23 The doubts about Swim’s mental competency gained official credibility after he had been examined by two alienists. The purpose of their examinations was to ascertain if Swim was now suffering from a “disease of the mind” that might prevent him from being executed. According to Carolyn Strange, as the psychiatric profession grew in stature, psychiatrists began to appear more frequently in the review process of capital cases. Their expertise, Strange argues, rested on the notion that they could uncover the underlying causes of criminality, whether it was degeneracy, mania, alcoholism, or pathological jealousy. Psychiatrists were considered by some to be truth assessors, which lent greater credibility to their conversations, or narratives, about a criminal’s sanity.49 At the behest of the province of New Brunswick, following a request from Sheriff Foster who felt that someone other than the jail’s physician should assess Swim, S. Stanley King, a “mental specialist,” provided his professional opinion of Swim’s state of mind. King believed that Swim was “of the imbecile type” and urged the Minister of Justice to initiate a formal investigation into Swim’s mental state so as to secure “some modification of his sentence and institutional care.”50

24 King and other alienists belonged to the new sciences of criminology and psychiatry which, as Ruth Harris has deduced in the context of fin de siècle Paris, “alter[ed] substantially the notion of what real justice was.” Justice came to depend upon an analysis of psychosocial disposition, along with motive. This meant that individuals who had been accused of a crime had a central role to play in the determination of “justice.” “By accepting criminological precepts,” Harris contends, “representatives of the law, psychiatry, and penal administration created an arena in which the criminal and not the crime was the supreme object of judicial workings.”51 At the same time that the debate raged about Swim’s mental state, King spoke publicly about criminals and insanity. King was adamant that courts had failed to realize that most murderers were insane.
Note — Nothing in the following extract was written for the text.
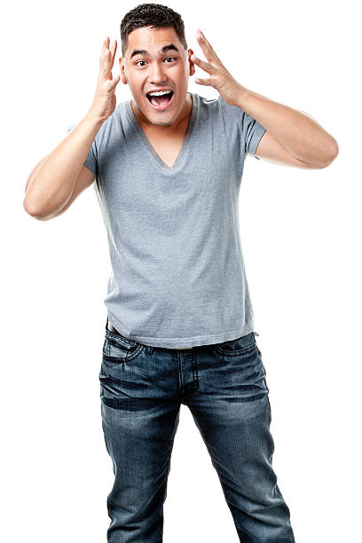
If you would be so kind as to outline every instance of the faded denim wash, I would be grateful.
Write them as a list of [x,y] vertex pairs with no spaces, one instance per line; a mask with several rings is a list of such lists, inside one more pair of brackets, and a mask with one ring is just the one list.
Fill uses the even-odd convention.
[[[114,483],[108,543],[160,543],[181,404],[190,409],[244,543],[295,542],[272,466],[269,389],[256,333],[172,350],[144,345],[106,324],[101,420]],[[180,517],[182,511],[180,511]]]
King pleaded with society to cease equating abnormality with immorality:

We who are normal, and love to think of ourselves as belonging to one of the foremost of civilized nations...still insist in looking upon and treating our abnormal human beings as immoral. And abnormal here means but one thing, mental illness, an illness needing our sympathy and care and understanding as much if not more than any of the various physical illnesses.
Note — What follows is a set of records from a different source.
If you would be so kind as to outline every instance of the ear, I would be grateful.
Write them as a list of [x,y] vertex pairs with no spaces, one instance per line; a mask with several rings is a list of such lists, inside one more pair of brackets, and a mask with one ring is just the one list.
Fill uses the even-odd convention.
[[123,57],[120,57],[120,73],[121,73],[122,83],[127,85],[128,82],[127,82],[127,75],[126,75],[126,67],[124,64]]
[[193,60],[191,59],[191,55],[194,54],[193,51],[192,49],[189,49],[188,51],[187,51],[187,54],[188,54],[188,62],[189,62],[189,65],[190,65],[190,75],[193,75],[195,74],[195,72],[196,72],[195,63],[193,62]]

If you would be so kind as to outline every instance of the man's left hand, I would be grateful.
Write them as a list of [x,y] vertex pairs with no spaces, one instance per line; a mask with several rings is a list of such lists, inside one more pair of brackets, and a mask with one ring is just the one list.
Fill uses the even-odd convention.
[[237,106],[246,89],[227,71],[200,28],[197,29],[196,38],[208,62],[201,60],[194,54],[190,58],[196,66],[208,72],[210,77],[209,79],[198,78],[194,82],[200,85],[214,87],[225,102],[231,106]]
Rather than punish mentally ill criminals through imprisonment or death, King, and New Brunswick’s Committee on Mental Hygiene, of which he was a member, prescribed a course of action whereby psychiatric experts would detect individuals’ abnormality, and, with the “necessary care or treatment,” prevent them from descending further into criminality.52

25 King’s contention that Swim was “mentally deranged” was echoed by Dr. J.V. Anglin, medical director of the New Brunswick Insane Asylum (Saint John Hospital) who examined Swim in the Woodstock jail on 31 May. Anglin, who was the hospital’s longest-serving medical director (1904– 1934), was a protege of C.K. Clarke and worked at the Rockwood Asylum and the Protestant Asylum in Montréal before coming to Saint John. Like Clarke, Anglin was skeptical of Canada’s insanity laws. In a speech before the American Psychiatric Association in 1918 in Chicago, Anglin was hopeful that the trauma experienced by soldiers in the First World War would pave the way for improved “lunacy” laws. “The trouble arises,” Anglin declared, “from the fact that the laws governing these matters were framed by lawyers who are concerned in arranging how people are to be protected. But public health asks how mental sufferers are to be best treated so they may be cured. The lawyers’ viewpoint, though important, has been allowed to outweigh all others. The war has made it necessary to deal with it in a fresh, untrammeled way.”53 Anglin was attempting, just as Clarke did before him, to remind, if not convince, the criminal justice system not to marginalize the opinions of mental specialists.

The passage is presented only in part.